B 1.8 By what process was this book written?
1.8 By what process was this book written?
This book is based on the direct experiencing of reality by members of The Implicate Technology Centre. It explains how a simple daily exercise, practised in the context of your ordinary, day-to-day life, and understood within a relevant framework, leads to a transformation in your level of awareness.
From the vantage point of this more developed consciousness, which is accessible to everyone regardless of individual life circumstances, the central validity of the old models of reality is apparent. That is to say, each describes reality in a valid and culturally different way. This book is simply a recasting of the ancient teachings in contemporary Western cultural terms.

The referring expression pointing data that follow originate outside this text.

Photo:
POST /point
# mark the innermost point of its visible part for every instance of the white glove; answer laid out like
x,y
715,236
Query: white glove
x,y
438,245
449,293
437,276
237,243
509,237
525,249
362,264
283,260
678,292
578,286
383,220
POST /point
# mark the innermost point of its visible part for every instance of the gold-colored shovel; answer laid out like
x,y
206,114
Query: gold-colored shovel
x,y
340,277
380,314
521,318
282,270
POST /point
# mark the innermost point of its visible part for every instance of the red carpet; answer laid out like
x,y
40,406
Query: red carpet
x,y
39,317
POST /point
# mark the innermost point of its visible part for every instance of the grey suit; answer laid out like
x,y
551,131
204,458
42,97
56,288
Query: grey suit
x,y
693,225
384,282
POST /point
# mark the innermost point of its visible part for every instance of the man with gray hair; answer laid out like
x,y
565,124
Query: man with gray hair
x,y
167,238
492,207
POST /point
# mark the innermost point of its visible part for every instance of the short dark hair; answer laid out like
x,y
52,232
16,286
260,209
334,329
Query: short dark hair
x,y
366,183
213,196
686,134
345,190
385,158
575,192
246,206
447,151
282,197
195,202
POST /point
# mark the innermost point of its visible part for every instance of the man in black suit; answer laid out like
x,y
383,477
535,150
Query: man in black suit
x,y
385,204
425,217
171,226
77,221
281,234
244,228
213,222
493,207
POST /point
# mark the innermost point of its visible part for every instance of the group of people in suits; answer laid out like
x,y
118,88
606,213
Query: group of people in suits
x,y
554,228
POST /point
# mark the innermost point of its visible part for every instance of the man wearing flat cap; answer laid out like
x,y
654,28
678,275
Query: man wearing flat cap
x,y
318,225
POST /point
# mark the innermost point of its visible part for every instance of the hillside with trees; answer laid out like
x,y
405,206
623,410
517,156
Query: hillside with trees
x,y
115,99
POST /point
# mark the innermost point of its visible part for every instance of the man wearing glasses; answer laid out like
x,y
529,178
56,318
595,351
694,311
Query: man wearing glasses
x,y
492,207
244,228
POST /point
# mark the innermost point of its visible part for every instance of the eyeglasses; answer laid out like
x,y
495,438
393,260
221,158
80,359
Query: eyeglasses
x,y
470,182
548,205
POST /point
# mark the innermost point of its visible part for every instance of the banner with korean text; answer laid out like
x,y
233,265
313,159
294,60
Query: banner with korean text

This book is not a new translation of books of other cultures. It is a recasting of the experience those works teach about into the ordinary language and concepts we use in the West. For those who are interested in such things, chapters 2 and 5 are based on the Chinese Taoist book, The Secret of the Golden Flower. Chapters 3, 4, 6 and 7 are a recasting, through the filter of experience, of the discussion on the Sidpa Bardo in the Tibetan Buddhist book, The Tibetan Book of the Dead. Chapter 1 is a recasting of the key message of Gautama the Buddha and many other teachers: this life leads us only to suffering unless we find a way to rise above it. Chapter 8 discusses the difficulties of having such experiences in a culture ignorant of such processes.
As an illustration of this process of recasting, consider carefully the following example:
The Secret of the Golden Flower begins with the key to the process of attaining enlightenment: “The secret of the magic of life consists in using action in order to attain non-action.”(Wilhelm and Jung, The Secret of the Golden Flower; London, Routledge & Kegan Paul Ltd. 1965, page 21).It elaborates this point: “The Master is further concerned that people should not miss the way that leads from conscious action to unconscious non-action. Therefore he says, the magic of the Elixir of Life makes use of conscious action in order that unconscious non-action may be attained”(Ibid, page 24). The text goes on to say that conscious action consists in the process and product of meditation.

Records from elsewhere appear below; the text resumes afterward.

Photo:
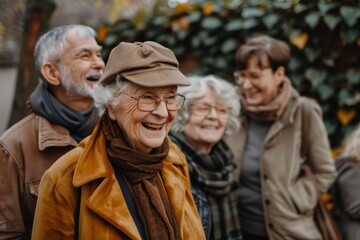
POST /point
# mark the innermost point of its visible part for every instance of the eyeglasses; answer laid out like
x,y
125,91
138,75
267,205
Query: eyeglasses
x,y
254,78
204,110
149,102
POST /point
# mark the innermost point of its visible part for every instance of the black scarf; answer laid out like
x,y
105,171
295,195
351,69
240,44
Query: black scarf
x,y
80,124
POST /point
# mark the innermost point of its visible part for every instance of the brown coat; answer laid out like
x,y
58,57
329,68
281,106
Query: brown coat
x,y
288,199
103,210
27,149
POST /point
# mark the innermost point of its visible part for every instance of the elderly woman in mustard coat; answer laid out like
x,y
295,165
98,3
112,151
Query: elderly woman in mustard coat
x,y
276,200
127,180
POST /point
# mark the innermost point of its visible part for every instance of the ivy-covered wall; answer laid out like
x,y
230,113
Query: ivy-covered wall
x,y
324,37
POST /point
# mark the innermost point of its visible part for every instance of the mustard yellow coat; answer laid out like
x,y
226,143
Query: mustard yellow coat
x,y
103,211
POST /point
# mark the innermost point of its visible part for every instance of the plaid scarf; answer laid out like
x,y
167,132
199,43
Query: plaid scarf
x,y
214,175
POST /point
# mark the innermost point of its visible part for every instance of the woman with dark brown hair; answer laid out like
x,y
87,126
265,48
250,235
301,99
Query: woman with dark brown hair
x,y
127,180
276,201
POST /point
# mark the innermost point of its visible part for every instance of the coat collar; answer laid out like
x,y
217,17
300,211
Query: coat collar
x,y
53,135
107,199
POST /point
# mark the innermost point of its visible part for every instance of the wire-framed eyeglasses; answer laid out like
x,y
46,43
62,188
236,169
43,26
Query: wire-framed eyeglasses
x,y
149,102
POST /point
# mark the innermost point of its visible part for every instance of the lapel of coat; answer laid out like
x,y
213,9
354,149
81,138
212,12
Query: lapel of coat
x,y
286,118
95,174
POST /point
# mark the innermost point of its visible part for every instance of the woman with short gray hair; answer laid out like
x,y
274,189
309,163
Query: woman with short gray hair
x,y
210,112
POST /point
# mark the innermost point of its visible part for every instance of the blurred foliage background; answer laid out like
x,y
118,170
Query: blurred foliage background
x,y
324,36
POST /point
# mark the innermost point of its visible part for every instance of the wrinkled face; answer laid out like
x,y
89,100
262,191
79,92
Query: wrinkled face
x,y
260,86
81,66
207,121
145,130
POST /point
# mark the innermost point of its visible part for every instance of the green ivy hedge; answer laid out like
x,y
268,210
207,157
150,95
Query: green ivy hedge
x,y
324,37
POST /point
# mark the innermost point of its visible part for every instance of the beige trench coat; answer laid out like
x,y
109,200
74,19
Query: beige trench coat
x,y
288,199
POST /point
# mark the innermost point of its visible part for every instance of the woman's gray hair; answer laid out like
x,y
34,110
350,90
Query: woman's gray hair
x,y
52,45
108,95
223,90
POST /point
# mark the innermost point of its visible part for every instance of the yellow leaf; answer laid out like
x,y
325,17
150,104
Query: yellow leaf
x,y
208,8
2,28
326,197
334,152
345,116
300,40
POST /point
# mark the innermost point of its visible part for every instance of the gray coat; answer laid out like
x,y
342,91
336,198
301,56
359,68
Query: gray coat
x,y
288,199
347,186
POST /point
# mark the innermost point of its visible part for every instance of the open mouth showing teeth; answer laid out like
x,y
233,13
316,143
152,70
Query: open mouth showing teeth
x,y
153,127
93,78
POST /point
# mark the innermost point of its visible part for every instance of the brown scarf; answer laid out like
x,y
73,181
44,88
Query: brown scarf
x,y
271,111
142,172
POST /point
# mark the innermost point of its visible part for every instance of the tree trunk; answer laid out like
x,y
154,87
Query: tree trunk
x,y
37,19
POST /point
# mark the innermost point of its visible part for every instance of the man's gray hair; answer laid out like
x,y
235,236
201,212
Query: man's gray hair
x,y
108,95
53,43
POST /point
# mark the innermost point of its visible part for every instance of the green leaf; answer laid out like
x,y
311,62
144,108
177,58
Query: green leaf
x,y
325,7
195,42
331,21
353,76
229,46
316,77
252,12
211,22
270,20
221,63
325,92
295,64
234,25
350,14
182,34
160,20
312,19
330,126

The final chapter underlines the significance of this. “The most important things in the great Tao are the words: action through non-action. Non-action prevents a man from becoming entangled in form and image (materiality). Action in non-action prevents a man from sinking into numbing emptiness and dead nothingness”(Ibid, pages 53 – 54).

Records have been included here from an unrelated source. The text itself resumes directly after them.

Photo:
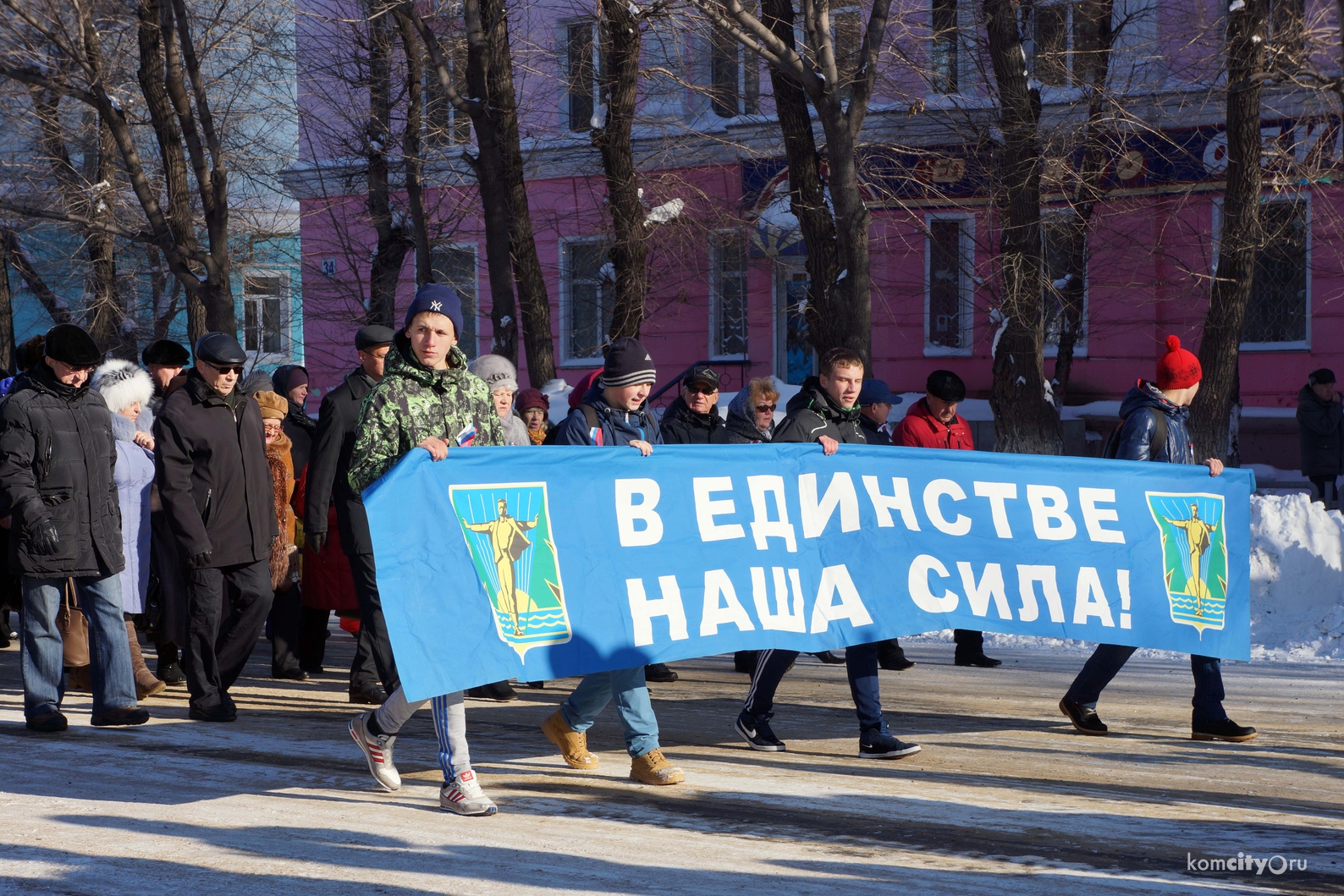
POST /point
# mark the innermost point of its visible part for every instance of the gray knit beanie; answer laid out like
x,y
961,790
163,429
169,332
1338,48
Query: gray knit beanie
x,y
496,370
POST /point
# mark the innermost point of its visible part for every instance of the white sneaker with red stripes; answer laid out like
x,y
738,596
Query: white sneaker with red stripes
x,y
465,797
378,751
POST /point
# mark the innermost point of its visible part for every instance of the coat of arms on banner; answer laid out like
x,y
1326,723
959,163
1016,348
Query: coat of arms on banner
x,y
509,534
1193,557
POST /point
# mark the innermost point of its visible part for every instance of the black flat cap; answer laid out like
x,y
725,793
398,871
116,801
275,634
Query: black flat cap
x,y
164,351
372,336
70,344
219,349
946,386
702,375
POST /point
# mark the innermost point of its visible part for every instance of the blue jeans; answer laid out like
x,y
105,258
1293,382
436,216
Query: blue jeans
x,y
861,662
1108,660
41,655
632,706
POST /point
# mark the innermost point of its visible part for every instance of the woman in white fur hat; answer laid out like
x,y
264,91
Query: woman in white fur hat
x,y
128,390
502,377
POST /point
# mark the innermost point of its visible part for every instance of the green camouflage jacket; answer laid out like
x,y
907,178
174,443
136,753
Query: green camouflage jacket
x,y
410,404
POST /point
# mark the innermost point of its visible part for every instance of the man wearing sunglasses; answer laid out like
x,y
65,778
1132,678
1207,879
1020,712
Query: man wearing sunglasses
x,y
218,497
694,416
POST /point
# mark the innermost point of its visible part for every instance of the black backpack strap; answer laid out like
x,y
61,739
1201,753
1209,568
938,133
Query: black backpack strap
x,y
590,415
1159,433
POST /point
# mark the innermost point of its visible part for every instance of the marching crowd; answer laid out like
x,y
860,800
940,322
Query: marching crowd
x,y
187,505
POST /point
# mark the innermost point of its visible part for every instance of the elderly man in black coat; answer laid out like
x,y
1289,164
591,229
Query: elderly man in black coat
x,y
55,480
1320,430
217,493
328,479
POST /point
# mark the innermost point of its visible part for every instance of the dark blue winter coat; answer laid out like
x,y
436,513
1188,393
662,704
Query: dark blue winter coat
x,y
614,427
1136,432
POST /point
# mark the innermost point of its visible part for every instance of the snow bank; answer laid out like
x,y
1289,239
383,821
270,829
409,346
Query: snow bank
x,y
1297,580
1297,587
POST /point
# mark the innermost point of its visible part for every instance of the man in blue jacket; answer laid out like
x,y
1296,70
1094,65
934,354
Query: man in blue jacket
x,y
614,414
1154,427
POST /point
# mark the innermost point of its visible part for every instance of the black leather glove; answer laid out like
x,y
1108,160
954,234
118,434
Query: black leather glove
x,y
43,539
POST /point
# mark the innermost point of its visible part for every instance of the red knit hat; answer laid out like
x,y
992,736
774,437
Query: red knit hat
x,y
1179,368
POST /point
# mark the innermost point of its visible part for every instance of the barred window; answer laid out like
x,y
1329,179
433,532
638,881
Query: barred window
x,y
734,77
581,74
729,297
942,52
589,292
265,303
1060,274
948,290
443,124
1278,305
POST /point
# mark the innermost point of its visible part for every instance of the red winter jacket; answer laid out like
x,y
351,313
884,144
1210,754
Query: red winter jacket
x,y
921,429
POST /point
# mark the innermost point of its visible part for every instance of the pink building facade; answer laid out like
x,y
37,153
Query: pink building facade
x,y
726,274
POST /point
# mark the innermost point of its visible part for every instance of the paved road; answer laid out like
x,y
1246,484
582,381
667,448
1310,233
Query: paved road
x,y
1003,800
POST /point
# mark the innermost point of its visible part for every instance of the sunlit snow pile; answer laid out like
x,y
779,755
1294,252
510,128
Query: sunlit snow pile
x,y
1297,587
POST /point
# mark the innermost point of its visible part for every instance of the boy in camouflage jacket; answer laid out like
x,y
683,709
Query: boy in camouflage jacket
x,y
411,404
427,399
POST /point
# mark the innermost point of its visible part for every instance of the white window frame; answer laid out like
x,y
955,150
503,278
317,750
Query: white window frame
x,y
1298,345
962,71
1051,349
717,292
1055,93
967,250
564,55
566,296
287,316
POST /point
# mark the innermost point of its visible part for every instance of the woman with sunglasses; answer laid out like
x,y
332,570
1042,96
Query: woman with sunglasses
x,y
752,414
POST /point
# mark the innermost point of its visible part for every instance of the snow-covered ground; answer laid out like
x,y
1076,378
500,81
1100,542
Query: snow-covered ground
x,y
1297,587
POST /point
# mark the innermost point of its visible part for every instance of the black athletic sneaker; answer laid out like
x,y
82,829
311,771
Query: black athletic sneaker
x,y
756,731
880,745
891,656
1222,729
658,673
120,717
1085,717
978,660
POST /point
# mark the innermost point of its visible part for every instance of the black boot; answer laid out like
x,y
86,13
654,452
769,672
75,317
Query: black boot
x,y
658,673
891,656
498,690
1085,717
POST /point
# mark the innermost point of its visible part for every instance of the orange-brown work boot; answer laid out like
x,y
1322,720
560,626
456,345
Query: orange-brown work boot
x,y
655,768
571,743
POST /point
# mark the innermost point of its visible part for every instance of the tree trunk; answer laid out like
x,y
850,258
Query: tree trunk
x,y
50,301
487,25
807,192
1239,238
393,244
847,320
629,253
6,313
1024,421
534,303
152,77
1089,191
411,159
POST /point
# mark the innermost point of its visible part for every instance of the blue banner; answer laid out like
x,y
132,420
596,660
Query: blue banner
x,y
541,563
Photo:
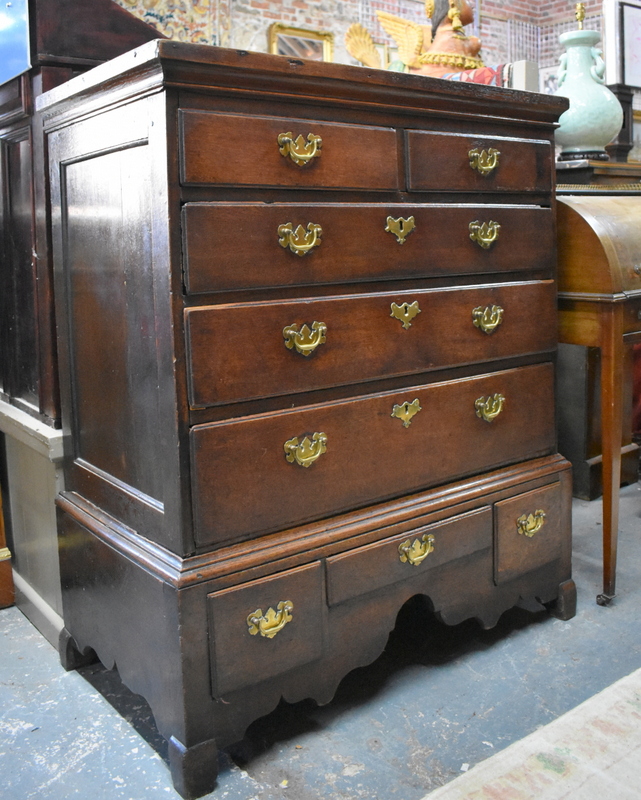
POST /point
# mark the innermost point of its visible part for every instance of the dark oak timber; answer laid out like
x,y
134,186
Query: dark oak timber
x,y
67,37
217,562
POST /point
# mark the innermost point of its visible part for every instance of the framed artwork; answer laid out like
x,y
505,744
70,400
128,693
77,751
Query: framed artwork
x,y
631,44
300,43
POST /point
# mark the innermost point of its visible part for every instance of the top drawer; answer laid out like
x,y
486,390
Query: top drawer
x,y
449,162
232,149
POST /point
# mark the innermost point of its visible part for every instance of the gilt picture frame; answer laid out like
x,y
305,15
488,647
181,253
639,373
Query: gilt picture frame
x,y
284,40
630,27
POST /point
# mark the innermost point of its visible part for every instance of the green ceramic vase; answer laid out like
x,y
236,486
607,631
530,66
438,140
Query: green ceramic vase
x,y
595,115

What does all this mean? Clearly, to the authors of the book, it is a matter of profound significance. Many in the West are drawn to understand the meaning of this; yet we do not have an understanding of the context within which Chinese culture produced such a discipline for living.
To establish this context, we must become aware of the differences in the technologies developed by East and West. Here in the West, we have well-developed explicate technologies; that is to say, we have developed technologies to deal with material reality; these are far beyond the explicate technologies developed in the East and the West’s products are eagerly sought in the East. Because of our advanced material technologies we consider ourselves the more developed culture, we acknowledge a responsibility to help the materially poorer cultures to raise their living standards.
Just as the West has turned its best minds to technologies which help us to understand and harness the power of material reality, so too has the East turned its best minds to the development of technologies which help in understanding and harnessing the power of non-material reality. Throughout the East there are many highly advanced technologies available. In contrast to the path we in the West took, these are implicate technologies; that is to say, technologies that deal with non-material reality. The products of these technologies are eagerly sought by many in the West: for years now, there has been growing interest in implicate technology products such as the martial arts, the various systems of Yoga and Zen and other Buddhist disciplines.
It is within this context that we can begin to understand what is meant by “action through non-action”. It is the product of Chinese Taoist implicate technology. Its function is to direct the consciousness of any person towards understanding how to deal with the experiences which comprise ordinary life so as to obtain the greatest fulfilment from that life.
All this can be understood by an ordinary intelligent person, but it does not yet explain what the words of the above-quoted phrase mean. We can only understand their meaning through practice in using a comparable product of Western implicate technology; such a product cannot be grasped or measured with the intellect alone. Only by incorporating such a product into one’s day-to-day life can its benefits be realised. This, then, is the key to gaining fulfilment in life, expressed in Western cultural terms.
Act according to your intuition.
Don’t interfere.
Just let things happen.
A fuller discussion on how to apply this product of Western implicate technology will be found in chapter 3.